Ricerche concluse a Legnago: trovato il cadavere della 29enne Natasha Chokobok

Il corpo senza vita di una giovane donna bionda è stato avvistato in un'ansa del fiume

Natasha Chokobok - ph Facebook

Si sono concluse nel modo più drammatico le ricerche della donna 29enne, madre di una bimba di soli 6 anni, Natasha Chokobok scomparsa dalla sera del 9 aprile scorso a Porto di Legnago. Il suo corpo senza vita è stato avvistato quest'oggi, dopo che si erano attivati sia l'elicottero dei vigili del fuoco, sia le unità cinofile. Manca solo il riconoscimento ufficiale, ma il corpo senza vita di una giovane donna bionda ritrovato questa mattina dovrebbe con ogni probabilità essere quello di Natasha.

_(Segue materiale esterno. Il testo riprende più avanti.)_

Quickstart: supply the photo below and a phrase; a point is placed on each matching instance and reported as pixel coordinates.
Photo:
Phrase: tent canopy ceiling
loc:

I carabinieri della compagnia di Legnago hanno effettuato il recupero della salma, ritrovata nei pressi di un'ansa del fiume Adige, a circa un chilometro di distanza dal ponte Principe Umberto che separa il Comune di Legnago dalla frazione di Porto. La procedura di recupero del cadevere è stata compiuta con particolare delicatezza ed attenzione, poiché sarà sicuramente necessario svolgere nelle prossime ore l'autopsia per stabilire le cause esatte della morte della donna.

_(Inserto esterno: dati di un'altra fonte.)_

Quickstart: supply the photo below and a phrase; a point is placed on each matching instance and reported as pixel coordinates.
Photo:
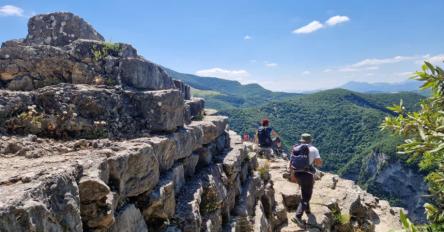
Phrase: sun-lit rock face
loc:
(95, 138)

Tra le ipotesi al vaglio degli inquirenti, al momento non si esclude quella del gesto estremo, ma sarà appunto l'esame autoptico a certificare o meno la presenza di eventuali segni di violenza esterna, in prima battuta non riscontrati dal medico legale, o altri fattori che potrebbero lasciare aperte piste alternative.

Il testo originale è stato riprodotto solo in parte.